WESTWARD HO! BABY SOCIALITES SKIP TOWN FOR THE QUIET LIFE IN L.A.

THE city’s rich young things are fleeing New York for the sunnier clime of Los Angeles.Fed up with the constant scrutiny of their parents, childhood friends and, of course, the press, socialites Samantha Kluge, Paris Hilton, Casey Johnson, Samantha Phipps and Arianne Tunney are packing their Louis Vuitton bags and heading west.

“Los Angeles has a better day life, with the beach and driving – which is what I’m into right now,” Hilton told The Post.

“New York is just cold and depressing right now. I want to get into acting, so my work is in L.A. And a lot of people like that there’s no Page Six in Los Angeles.”

Unlike New York, “Hollywood is about celebrities and they don’t focus on ‘socialites’ – they couldn’t care less,” says Kluge, who landed in Beverly Hills last year after a messy, very public divorce.

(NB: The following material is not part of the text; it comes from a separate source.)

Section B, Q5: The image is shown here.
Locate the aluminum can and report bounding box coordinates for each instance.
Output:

“People don’t bother Pamela Anderson shopping, so why would they bother me?”

Now an interior designer living far from the ex-husband who made off with her friend, Kluge also designs a clothing line and runs a jewelry business – and stays out of the press.

“In Los Angeles, you have to drive everywhere, so it’s not like you are going to bump into someone. You have to make plans and can go for months without seeing anyone. In New York, you can’t just run out of your house in sweats.”

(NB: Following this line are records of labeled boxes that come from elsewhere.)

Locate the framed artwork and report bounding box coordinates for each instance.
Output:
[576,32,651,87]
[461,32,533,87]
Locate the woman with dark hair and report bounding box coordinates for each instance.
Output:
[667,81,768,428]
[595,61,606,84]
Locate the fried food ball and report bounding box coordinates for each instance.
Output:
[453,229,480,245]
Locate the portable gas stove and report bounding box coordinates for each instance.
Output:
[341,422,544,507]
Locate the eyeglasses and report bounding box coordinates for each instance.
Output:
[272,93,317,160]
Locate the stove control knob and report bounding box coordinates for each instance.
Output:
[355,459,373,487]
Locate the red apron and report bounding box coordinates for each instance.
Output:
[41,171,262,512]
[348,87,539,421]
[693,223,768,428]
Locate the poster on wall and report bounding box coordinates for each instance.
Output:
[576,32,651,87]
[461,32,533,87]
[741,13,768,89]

Plus, says Kluge, Los Angeles is a good place for young socialites to “go from wild and crazy cocktail parties to settling down and sorting out their life.

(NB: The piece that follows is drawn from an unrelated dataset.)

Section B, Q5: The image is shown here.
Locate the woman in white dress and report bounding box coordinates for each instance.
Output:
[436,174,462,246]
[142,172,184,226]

“It’s an easy environment to be sober and healthy in. Even most rock stars are in 12-step programs.”

New York ex-pats include Carnegie heir Tunney, who quit her job as an Esquire fashion editor last year to become a freelance Hollywood stylist, and Johnson, who left her Upper East Side apartment last month for L.A.

The 24-year-old Johnson & Johnson heir has since dropped out of the gossip columns.

Liz Cohen, a 29-year-old fashion publicist who runs with the socialites, called the exodus a phase.

“Everyone goes through a Hollywood phase and wants to get away from the scrutiny of New York and the gossip columns,” she said. “Out there, they can do stuff and not have to be reported on and just live their lives.”

Publicist Jessica Meisels, 26, is leaving on Saturday for L.A. to oversee Lizzie Grubman’s West Coast office – but plans to return every few months for “a New York fix.”

“Everyone wants to get away because they need a change,” she says. “But they’ll be back, like me. We’re all New Yorkers at heart.”